Friday, May 25, 2012

Pregnancy among women surgical residents

A paper reporting the results of a survey of women surgeons on the topic of pregnancy appears in Archives of Surgery online ahead of print.

Responses were received from 1937 female surgeons, which was 49.6% of those who were sent surveys. Not surprisingly, the findings were that women surgeons feel stigmatized about pregnancy during surgical residency training.

Things are improving, but slowly. The percentage of women reporting that pregnancy during training is stigmatized fell from 76% for women who graduated more than 30 years ago, all the way down to 67% for women who graduated less than 10 years ago. The difference was statistically significant [p = 0.001] but hardly significant in the real world. At this rate, pregnancy among female surgical residents should be no longer stigmatized by about the year 2127.

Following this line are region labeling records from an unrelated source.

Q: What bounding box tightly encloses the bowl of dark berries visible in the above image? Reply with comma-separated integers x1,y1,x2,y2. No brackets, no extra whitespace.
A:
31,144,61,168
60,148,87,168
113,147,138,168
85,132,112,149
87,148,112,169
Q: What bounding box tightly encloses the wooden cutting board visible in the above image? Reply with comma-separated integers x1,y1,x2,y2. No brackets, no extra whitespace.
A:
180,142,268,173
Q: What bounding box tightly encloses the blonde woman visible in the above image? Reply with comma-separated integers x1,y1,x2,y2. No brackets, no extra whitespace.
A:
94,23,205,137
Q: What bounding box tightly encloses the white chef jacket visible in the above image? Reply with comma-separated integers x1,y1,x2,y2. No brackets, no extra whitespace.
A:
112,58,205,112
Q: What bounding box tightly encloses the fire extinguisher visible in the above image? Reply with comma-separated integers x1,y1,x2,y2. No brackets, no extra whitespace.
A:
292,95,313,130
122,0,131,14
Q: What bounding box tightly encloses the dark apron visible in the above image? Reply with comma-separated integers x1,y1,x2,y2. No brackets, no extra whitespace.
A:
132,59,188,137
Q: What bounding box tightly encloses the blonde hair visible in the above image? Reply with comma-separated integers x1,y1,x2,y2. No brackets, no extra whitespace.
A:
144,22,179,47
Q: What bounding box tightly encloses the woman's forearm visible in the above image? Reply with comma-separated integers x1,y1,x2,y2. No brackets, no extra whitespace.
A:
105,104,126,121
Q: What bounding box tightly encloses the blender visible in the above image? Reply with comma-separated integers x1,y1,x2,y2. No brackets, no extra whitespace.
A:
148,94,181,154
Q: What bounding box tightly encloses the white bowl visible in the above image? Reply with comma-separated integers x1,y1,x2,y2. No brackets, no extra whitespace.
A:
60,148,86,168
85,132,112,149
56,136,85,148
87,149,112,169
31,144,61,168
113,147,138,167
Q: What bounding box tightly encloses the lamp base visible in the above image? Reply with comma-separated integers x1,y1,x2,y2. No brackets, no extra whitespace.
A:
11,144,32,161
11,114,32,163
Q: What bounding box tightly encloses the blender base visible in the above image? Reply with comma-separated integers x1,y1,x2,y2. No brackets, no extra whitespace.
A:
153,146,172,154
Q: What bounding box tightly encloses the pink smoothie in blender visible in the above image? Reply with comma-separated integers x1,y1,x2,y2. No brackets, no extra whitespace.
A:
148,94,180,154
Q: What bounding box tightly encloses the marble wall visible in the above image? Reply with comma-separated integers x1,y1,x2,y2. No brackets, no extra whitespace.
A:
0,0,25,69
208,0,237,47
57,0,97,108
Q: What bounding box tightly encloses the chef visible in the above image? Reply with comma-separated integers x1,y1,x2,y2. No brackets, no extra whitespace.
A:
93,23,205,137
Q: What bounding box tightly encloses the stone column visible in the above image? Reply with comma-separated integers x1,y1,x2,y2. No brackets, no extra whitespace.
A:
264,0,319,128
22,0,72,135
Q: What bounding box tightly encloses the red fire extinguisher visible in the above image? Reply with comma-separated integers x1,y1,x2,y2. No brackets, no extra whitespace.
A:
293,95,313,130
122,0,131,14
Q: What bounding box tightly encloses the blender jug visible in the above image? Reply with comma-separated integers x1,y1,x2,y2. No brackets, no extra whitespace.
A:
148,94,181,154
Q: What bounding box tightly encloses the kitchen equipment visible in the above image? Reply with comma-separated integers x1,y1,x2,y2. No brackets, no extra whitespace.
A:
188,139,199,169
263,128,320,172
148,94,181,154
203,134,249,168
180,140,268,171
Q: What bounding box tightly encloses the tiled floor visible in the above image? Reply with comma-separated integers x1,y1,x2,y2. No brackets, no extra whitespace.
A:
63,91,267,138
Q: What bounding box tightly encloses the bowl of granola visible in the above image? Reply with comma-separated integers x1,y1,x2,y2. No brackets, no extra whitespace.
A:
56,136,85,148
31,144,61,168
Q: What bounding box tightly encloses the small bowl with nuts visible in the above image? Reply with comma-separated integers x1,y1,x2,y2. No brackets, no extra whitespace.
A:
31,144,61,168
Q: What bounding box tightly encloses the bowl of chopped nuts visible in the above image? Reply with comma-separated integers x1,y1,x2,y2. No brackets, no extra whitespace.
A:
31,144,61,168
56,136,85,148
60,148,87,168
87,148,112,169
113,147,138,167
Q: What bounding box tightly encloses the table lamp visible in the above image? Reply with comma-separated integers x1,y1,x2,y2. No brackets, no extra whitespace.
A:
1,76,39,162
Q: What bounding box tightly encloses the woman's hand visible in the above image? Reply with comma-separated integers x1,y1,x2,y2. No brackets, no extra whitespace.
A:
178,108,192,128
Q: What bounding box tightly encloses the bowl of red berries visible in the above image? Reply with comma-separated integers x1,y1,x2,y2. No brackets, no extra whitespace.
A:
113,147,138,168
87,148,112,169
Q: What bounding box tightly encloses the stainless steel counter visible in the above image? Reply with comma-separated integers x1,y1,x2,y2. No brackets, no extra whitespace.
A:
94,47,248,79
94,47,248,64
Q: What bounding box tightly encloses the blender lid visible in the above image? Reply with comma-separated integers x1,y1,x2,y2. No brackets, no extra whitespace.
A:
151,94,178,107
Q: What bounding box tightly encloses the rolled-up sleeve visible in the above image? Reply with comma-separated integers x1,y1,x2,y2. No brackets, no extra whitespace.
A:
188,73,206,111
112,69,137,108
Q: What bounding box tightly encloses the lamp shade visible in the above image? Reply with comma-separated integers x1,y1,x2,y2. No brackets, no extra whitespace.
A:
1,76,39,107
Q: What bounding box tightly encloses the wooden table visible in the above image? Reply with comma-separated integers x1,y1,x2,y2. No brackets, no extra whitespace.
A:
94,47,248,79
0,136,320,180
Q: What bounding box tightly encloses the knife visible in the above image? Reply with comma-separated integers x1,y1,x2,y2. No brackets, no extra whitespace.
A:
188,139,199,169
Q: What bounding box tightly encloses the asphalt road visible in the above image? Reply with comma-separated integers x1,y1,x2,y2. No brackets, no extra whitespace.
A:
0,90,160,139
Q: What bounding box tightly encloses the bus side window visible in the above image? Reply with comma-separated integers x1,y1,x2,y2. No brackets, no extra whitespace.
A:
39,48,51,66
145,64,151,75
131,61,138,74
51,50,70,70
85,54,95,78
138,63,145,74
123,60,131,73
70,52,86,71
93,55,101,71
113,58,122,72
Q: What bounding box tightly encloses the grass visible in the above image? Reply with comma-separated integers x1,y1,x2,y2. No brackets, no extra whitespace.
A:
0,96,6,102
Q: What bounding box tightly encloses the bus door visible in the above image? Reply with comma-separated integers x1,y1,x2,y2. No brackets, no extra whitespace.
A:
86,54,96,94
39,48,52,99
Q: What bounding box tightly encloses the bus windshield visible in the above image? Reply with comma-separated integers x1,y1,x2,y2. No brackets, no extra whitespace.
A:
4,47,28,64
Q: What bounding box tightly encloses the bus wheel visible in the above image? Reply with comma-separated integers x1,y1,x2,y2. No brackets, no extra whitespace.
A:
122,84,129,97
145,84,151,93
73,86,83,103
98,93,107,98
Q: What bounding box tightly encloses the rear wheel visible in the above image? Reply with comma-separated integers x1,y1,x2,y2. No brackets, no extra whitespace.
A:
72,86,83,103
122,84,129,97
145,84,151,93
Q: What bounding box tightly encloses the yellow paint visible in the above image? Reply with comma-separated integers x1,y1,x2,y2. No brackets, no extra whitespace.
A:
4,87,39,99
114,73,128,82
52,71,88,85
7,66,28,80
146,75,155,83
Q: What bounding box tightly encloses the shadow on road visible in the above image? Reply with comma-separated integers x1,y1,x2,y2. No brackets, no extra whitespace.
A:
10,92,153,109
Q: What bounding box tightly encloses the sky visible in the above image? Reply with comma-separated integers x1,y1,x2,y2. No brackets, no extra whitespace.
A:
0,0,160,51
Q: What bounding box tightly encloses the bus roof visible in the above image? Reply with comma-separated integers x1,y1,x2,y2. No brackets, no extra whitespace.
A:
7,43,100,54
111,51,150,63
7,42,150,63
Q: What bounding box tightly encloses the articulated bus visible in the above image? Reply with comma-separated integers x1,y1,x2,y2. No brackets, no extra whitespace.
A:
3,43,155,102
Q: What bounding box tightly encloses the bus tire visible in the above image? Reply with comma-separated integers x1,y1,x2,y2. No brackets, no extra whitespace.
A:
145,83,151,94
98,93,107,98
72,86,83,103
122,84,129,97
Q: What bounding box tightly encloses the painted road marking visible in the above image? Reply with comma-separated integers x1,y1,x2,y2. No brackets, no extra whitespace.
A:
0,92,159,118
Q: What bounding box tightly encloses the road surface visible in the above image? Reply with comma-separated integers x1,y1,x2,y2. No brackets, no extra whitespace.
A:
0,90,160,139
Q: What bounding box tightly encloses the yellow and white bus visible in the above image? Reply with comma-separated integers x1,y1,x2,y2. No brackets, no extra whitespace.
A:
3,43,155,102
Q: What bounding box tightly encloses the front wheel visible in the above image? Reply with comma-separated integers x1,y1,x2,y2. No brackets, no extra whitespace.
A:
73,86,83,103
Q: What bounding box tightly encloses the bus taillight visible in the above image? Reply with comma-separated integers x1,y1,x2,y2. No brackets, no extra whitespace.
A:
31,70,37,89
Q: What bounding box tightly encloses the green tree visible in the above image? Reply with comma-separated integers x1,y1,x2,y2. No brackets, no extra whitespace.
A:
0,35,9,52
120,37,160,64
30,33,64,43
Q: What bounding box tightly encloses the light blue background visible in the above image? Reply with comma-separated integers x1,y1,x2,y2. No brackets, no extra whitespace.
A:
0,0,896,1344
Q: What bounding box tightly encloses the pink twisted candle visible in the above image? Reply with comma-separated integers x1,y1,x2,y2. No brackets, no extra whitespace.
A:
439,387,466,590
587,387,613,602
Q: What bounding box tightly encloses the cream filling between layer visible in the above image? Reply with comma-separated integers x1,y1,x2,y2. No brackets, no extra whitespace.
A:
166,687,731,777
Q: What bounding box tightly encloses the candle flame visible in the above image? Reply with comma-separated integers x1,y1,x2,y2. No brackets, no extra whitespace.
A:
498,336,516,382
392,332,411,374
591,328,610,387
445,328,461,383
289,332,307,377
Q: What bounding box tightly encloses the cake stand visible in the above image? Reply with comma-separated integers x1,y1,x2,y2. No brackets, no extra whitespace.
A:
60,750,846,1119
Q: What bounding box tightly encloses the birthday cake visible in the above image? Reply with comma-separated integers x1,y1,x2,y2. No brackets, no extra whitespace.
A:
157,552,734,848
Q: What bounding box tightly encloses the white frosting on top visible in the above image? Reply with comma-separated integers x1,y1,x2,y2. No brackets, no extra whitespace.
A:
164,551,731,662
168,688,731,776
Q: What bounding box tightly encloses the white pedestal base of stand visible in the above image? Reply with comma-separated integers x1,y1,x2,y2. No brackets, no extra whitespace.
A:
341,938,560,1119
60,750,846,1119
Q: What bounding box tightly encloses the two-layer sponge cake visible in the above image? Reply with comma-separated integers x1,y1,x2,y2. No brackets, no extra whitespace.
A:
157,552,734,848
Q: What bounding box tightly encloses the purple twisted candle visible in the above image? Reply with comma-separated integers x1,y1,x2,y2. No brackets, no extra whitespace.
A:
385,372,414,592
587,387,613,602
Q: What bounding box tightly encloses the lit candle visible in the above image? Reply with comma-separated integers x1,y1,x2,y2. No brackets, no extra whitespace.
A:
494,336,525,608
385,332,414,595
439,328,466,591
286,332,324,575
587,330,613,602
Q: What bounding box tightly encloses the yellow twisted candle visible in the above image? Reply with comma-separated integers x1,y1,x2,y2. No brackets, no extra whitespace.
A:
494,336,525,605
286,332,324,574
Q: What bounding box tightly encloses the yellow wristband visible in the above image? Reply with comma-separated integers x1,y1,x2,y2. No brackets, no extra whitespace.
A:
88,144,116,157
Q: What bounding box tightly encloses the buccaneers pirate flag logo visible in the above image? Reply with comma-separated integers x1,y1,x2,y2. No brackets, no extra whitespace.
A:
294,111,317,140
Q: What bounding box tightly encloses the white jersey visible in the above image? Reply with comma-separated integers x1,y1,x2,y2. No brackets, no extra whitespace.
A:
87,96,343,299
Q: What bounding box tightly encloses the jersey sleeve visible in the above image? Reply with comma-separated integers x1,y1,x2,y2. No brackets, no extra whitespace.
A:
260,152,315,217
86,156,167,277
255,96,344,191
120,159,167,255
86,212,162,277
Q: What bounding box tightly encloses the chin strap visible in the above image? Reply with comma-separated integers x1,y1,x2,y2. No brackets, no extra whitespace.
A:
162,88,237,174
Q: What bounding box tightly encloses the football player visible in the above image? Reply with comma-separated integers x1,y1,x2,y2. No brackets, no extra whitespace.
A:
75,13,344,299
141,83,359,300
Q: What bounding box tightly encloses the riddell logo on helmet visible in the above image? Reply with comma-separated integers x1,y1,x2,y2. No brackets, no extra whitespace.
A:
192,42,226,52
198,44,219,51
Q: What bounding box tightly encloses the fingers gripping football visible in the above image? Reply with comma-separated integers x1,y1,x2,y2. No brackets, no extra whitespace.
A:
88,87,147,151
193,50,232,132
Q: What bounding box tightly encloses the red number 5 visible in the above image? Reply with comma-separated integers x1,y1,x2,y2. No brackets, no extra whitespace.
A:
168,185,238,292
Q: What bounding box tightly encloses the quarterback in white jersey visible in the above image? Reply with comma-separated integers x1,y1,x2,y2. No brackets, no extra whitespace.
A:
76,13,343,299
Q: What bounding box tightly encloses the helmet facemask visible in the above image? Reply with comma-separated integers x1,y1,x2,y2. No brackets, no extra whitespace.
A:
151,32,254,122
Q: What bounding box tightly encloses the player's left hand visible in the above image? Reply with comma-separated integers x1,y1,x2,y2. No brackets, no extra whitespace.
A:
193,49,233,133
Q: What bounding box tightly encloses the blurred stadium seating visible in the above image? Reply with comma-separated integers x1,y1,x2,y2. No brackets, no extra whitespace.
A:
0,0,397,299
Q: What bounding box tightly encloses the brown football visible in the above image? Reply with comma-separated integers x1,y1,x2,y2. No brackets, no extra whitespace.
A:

According to Table 3 of the paper, the cumulative rate of pregnancy of female surgery residents who graduated fewer than 30 years ago is 32.2%. To put it another way, 1/3 of all female surgery residents became pregnant at least once during their five years of training.

The most interesting finding was that even women faculty and women residents were perceived as having a negative influence on women surgeons contemplating childbearing and this negativity has not abated over the years. Meanwhile, the percentage of both residents who are women and those who become pregnant is increasing.

Male residents can get sick or be injured and miss time. Should there be any reason to deal with pregnancy differently?

What do you think about this?

This blog appeared on Sermo [registration free for physicians] yesterday and 38% of the 26 doctors who voted felt that female surgical residents should feel stigmatized about pregnancy.


Unknown said...

Archaic attitudes about pregnancy remains the tip of the iceberg for why we continue to struggle with attracting women into academic surgery.

Skeptical Scalpel said...

Thanks for the comment. If you want to hear all sides of the issue. log on to Sermo. There were more than 30 comments.

Gwynedd said...

Disappointing to hear that women surgeons/residents were perceived as negative influences. I had our first child during residency (and my husband was the primary caregiver from age 6 months when I went back to work, until age 3.5 when I finished residency.) I've assumed and hoped that might make me more sympathetic? There weren't any precedents/models for me. That said, I have unfortunately overheard a couple of female residents express contempt for their colleagues who became pregnant, and I'm sure there are women out there who feel that since they deferred childbearing during residency, that's the "right" way to do it...

EXTREMELY disappointing to hear that over 1/3 of the doctors who voted felt female surgical residents *should* feel stigmatized. Your point that male residents can miss time is well taken. I'd worried a bit about how quickly I'd get back into the surgical swing of things after maternity leave - I worried less once I remembered the guys who'd been away doing health education/business/imaging research degrees for 3 years and then came back to finish residency. Yes, when someone announces they're going to be away for 6 months or so, it means the call schedules/service assignments may have to be reshuffled, but nobody objects (much) when it's for research or sick leave as opposed to pregnancy (presumed to be by choice.)

As an aside: that's one of the most catch-22 questions I got asked as a pregnant resident, whether it was a planned pregnancy. Options: Yes (implication: I deliberately chose to inconvenience my program), or No (implication: I'm an idiot who can't manage birth control.) It baffled me that anyone thought that was any of their business anyway!

Skeptical Scalpel said...

Gwynedd, great comments. Thanks. I particularly enjoyed your last paragraph. You can't win.

Anonymous said...

Recently had 4 pregnant residents at once in my residency program, it was fun trying to get the schedule to work.

Skeptical Scalpel said...

I bet it was. I hope you are in a large program.